The official confirmed media reports, saying Netanyahu considered it vital that negotiations be conducted between leaders and in the greatest possible secrecy.
Speaking at a meeting of top ministers on Thursday night, the prime minister said “serious negotiations in the Middle East [require] direct, discreet and continuous talks between the leaders on key issues,” the English-language Jerusalem Post reported.
He told ministers he hoped to meet Abbas every two weeks to discuss key issues to then be fleshed out by negotiating teams.
Media reports said the Israeli side would be led by Netanyahu’s pointman on Palestinian affairs Yitzhak Molcho, a long-standing friend who served as an adviser during his first term as prime minister.
Foreign Minister Avigdor Lieberman, a firebrand ultra-nationalist, will not be part of the Israeli delegation, press reports said.
US officials were told of Netanyahu’s proposals ahead of a ceremony in Washington next Thursday to mark the relaunch of talks.
Thursday’s summit will be the first direct negotiations between the two sides since the Palestinians broke off talks in December 2008 after Israel launched an offensive against the Gaza Strip.
Late on Thursday, veteran US Middle East envoy Dennis Ross arrived in Israel for a final round of shuttle diplomacy ahead of the Washington meeting, army radio said.
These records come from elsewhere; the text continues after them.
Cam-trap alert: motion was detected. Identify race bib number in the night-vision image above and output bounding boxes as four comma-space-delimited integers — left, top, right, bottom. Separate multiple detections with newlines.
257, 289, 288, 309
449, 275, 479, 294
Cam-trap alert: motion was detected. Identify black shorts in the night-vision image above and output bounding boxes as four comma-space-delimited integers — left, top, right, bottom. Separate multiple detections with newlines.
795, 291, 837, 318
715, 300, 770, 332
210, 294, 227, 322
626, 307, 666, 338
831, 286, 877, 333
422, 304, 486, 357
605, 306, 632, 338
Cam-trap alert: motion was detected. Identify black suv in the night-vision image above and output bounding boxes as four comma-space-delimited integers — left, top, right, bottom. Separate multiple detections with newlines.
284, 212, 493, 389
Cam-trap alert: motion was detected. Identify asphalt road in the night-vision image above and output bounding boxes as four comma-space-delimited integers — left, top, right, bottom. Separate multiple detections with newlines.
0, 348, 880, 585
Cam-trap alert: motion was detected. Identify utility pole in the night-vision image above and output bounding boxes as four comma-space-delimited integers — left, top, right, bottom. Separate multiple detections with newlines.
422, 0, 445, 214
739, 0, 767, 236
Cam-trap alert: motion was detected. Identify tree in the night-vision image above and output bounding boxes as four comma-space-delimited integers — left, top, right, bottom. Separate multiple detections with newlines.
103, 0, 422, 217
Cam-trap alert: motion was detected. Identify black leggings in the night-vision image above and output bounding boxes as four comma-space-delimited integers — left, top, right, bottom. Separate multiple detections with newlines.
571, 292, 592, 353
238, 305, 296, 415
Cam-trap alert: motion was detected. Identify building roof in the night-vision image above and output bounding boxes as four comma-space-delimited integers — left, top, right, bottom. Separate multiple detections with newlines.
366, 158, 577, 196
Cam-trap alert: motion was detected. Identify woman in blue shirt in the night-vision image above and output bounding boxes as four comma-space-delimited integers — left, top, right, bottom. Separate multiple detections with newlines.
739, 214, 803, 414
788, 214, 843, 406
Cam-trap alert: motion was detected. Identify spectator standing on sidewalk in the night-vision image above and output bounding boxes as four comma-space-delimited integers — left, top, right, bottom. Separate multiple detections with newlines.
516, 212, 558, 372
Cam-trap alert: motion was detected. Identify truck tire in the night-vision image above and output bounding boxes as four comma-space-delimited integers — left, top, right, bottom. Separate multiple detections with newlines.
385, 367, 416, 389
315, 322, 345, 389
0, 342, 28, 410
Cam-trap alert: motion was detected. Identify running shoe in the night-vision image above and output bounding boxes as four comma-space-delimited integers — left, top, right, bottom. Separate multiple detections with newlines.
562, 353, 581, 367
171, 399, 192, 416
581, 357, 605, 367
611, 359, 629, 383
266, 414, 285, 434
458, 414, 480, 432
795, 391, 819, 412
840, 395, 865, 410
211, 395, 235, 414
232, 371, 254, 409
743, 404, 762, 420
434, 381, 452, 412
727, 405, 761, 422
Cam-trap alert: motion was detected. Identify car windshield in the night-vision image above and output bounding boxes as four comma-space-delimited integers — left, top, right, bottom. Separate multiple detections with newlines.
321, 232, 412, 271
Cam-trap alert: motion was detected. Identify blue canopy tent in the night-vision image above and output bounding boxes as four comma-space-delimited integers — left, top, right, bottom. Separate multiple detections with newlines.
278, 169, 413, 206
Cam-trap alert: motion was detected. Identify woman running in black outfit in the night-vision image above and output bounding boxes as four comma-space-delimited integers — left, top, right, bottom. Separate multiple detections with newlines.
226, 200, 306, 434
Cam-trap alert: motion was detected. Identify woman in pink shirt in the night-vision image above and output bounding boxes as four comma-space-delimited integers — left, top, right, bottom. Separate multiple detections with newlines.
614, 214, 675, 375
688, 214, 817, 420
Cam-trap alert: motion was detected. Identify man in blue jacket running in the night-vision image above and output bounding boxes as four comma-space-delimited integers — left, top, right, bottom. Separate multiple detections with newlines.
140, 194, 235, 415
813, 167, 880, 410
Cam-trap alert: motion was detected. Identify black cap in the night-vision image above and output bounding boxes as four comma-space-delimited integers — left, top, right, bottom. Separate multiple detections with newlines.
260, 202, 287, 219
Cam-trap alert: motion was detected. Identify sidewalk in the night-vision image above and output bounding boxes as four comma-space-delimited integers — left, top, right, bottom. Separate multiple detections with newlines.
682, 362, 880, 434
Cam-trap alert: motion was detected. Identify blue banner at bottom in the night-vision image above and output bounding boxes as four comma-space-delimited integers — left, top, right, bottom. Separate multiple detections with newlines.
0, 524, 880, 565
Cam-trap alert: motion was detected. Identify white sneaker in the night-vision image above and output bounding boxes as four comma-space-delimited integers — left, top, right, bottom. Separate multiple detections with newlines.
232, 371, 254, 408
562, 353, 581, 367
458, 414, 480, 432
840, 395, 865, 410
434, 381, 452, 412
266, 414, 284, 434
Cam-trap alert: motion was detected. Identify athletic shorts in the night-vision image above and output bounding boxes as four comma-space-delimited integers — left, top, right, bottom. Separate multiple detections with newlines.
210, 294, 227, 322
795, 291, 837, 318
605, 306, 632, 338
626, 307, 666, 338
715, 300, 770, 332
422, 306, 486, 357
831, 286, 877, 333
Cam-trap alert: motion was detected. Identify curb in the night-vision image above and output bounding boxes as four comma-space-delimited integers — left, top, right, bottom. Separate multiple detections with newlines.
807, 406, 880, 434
He will be seeking to narrow the differences between the two sides, in particular over the future of a partial Israeli moratorium on settlement construction in the occupied West Bank, which is due to end on Sept. 26.
The Israeli government faces strong pressure at home not to renew the freeze, while Abbas has warned that “if Israel resumes settlement activities, including in east Jerusalem, we cannot continue with negotiations.”
The international community considers settlements in the West Bank, including east Jerusalem, to be illegal, but these are now home to about 500,000 Israelis.
Egyptian President Hosni Mubarak, meanwhile is to meet French counterpart Nicolas Sarkozy next week on his way to the Washington summit, Egypt’s flagship Al-Ahram newspaper said.
French Foreign Minister Bernard Kouchner said on Friday that the EU should be represented at the talks by its foreign policy chief Catherine Ashton.
“It would be a shame if there was no European representation,” he said in Paris.
Kouchner referred to the fact that EU is the major contributor of Palestinian aid, but plays second fiddle diplomatically to the US.
The EU is part of the Middle East quartet, along with Russia, the UN and the US
Jordan’s King Abdullah II is also due to attend the inaugural session of the talks in Washington.
Egypt and Jordan are the only Arab states to have signed peace treaties with Israel.